My mother was born in a refugee camp in Austria. My father was an ethnic-German refugee from Romania. They came to America in the 1950s, met each other in Chicago, got married, and raised an American family. I never experienced the hardships of being a refugee, but I've heard the stories my entire life. It's hard to imagine not having empathy for people in that situation, but maybe I'm just too close to it.
I should say that I never post political things on facebook (unlike this blog), precisely because I don't want my friends getting into a nasty fight--and I have friends on all sides of the spectrum. But I honestly thought this was an innocuous comment. I just wanted to express my concern for the refugees. What could be controversial about that? Holy crap did that unleash a shitstorm. Most comments were supportive (or defended me from the ones who were not), but there were a few that got pretty upset with me. Here are a few of the over 100 responses...
*My parents and grandparents and great grandparents and uncle came here from Ukraine in 1952. All legal, followed all laws, paid taxes and worked their asses off and appreciated the opportunity to be here. Important to note Ukraine was not a hot bed for terrorists and never sent terrorists to kill Americans. If people don't know the difference between our ancestors and our situation today they should stay off FB until they learn some history not to mention facts. Saturday over 3000 entered the US and 109 were "temporarily" detained. Proud of my family for teaching me to respect this country even when I might disagree with an issue.

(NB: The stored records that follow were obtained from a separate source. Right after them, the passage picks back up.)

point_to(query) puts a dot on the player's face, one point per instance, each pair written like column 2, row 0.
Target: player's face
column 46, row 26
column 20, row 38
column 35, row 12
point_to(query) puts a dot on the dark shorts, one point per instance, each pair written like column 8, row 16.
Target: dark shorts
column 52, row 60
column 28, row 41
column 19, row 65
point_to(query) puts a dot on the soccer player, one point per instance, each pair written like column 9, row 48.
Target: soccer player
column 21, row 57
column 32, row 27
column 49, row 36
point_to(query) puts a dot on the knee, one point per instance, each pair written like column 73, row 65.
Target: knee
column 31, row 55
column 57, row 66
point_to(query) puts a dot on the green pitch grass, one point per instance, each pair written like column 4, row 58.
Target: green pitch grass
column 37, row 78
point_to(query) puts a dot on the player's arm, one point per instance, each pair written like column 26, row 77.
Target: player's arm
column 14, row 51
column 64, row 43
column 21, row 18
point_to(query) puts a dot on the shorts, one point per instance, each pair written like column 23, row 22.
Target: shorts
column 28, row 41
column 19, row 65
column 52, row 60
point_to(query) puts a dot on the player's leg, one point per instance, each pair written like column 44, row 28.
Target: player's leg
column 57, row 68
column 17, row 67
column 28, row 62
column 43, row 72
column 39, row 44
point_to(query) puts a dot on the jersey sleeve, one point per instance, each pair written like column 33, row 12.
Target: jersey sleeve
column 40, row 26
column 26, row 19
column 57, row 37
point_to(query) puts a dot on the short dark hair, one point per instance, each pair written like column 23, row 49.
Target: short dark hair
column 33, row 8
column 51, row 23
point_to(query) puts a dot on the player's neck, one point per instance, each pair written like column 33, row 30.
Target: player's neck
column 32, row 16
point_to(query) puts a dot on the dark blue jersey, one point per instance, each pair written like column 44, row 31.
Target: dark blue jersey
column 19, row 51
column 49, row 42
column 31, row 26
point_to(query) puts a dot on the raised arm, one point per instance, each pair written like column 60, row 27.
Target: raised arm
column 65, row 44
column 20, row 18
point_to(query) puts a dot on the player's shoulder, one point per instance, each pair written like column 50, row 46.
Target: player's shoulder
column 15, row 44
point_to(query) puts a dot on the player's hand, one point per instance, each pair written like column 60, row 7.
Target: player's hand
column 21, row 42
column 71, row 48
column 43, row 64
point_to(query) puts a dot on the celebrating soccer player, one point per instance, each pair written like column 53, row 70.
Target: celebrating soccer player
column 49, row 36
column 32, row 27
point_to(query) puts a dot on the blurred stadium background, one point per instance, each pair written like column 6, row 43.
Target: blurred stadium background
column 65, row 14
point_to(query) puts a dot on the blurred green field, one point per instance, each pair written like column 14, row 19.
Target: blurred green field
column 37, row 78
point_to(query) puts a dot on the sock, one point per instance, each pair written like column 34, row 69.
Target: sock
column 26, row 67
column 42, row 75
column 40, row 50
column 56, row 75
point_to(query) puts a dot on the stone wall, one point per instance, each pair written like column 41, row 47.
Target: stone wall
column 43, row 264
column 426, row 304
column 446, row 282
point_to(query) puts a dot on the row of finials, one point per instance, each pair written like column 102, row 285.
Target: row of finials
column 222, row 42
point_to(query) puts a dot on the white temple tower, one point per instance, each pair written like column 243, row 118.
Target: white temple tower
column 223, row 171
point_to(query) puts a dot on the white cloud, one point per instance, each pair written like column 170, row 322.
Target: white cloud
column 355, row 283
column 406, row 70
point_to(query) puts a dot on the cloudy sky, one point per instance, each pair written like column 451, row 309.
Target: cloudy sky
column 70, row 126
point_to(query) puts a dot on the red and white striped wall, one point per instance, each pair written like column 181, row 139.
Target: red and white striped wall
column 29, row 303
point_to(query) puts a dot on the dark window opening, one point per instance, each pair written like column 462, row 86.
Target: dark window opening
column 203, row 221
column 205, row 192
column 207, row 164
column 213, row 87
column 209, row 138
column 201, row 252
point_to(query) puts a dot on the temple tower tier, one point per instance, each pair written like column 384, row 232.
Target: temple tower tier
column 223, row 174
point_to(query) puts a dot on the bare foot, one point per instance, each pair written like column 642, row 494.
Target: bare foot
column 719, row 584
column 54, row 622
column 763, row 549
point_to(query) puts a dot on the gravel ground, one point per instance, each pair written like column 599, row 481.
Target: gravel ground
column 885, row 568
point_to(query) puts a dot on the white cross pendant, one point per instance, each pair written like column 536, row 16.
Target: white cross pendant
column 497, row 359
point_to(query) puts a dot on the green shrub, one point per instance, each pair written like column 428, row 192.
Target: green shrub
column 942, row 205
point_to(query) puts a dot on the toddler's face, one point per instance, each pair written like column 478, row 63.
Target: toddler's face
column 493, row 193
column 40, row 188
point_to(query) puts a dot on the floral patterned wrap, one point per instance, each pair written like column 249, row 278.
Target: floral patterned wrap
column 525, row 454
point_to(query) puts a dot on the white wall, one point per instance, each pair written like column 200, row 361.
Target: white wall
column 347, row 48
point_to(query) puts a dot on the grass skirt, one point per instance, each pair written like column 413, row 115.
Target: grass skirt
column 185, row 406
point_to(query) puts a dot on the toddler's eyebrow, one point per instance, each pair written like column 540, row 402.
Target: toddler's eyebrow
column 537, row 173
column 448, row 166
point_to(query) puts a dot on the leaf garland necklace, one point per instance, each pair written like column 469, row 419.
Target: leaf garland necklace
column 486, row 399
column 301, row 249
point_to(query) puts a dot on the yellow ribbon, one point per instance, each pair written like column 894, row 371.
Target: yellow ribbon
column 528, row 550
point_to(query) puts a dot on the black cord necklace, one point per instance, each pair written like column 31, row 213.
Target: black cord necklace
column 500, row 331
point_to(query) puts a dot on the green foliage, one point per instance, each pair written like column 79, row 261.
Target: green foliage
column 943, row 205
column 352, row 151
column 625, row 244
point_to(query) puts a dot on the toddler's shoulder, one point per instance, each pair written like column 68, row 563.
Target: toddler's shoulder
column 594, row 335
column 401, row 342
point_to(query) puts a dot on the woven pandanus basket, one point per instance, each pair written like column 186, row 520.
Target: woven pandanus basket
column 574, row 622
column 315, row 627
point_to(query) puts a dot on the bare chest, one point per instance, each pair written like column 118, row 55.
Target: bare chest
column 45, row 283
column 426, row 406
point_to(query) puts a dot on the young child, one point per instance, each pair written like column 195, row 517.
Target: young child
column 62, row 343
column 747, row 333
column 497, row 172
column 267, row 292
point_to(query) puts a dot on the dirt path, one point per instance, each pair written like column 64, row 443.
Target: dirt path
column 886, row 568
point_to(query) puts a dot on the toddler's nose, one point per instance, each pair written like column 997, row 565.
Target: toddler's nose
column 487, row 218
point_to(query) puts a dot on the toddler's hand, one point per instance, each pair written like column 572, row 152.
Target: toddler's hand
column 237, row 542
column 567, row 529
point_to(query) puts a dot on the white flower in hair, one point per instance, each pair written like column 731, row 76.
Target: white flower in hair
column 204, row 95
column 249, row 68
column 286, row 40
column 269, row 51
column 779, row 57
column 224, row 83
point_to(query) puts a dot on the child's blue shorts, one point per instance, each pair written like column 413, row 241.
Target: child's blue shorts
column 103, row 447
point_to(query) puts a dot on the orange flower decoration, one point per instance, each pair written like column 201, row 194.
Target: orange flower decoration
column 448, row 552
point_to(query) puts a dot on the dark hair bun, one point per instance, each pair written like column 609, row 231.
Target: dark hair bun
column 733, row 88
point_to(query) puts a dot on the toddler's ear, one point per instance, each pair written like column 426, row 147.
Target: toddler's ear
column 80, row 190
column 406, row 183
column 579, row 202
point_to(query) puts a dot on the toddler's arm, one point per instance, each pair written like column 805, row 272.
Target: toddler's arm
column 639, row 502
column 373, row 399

And while the whiners were out in full force this weekend the US came to agreements with other nations to establish Safe Cities. Which Obama should have done. THAT is not only having empathy but actually better than splitting families apart shipping them all over the world. Empathy and wisdom can work well when given a chance.
*Muslim Sharia Law worries me. It's legal to kill gays and treat women like cattle. Why would we import people with that intolerant mindset??
*Mine we're from germany and afew other countries they worked ,, paid their taxes, raised their children to be polite and respectful to everyone. and appreciate the fact that they could live in a land of opportunity and a better life for their children.... the differance is that they respected america and learned our language and didn't try to make america conform to how they lived in countries where they came from and these people are offended by everything about us.. ... that's not america..i have a great grandma that came from poland with stories of hell there that they ran from too. it's in everyones family.. we sure don't want our children reliving that hell..
*Rick, its the kind that want to blow us up that we're trying to keep out.
*This ban has nothing to do with empathy. Not sure why you're throwing empathy into the mix.
Some pretty sweeping generalizations about these refugees who aren't even here yet, but I'm guessing no amount of reason (and some of my other friends tried--some more respectfully than others) will change the mind of anyone who commented.
One of the comrmenters was a friend of 30 years who felt I didn't support him enough when my other friends went after him. He implied that our friendship was now over.
I'm guessing the word empathy no longer means what it once did.
What in the world is happening to this country?
LATE UPDATE: Cardinal Blase Cupich said the following...
“This weekend proved to be a dark moment in U.S. history. The executive order to turn away refugees and to close our nation to those, particularly Muslims, fleeing violence, oppression and persecution is contrary to both Catholic and American values. Have we not repeated the disastrous decisions of those in the past who turned away other people fleeing violence, leaving certain ethnicities and religions marginalized and excluded? We Catholics know that history well, for, like others, we have been on the other side of such decisions.”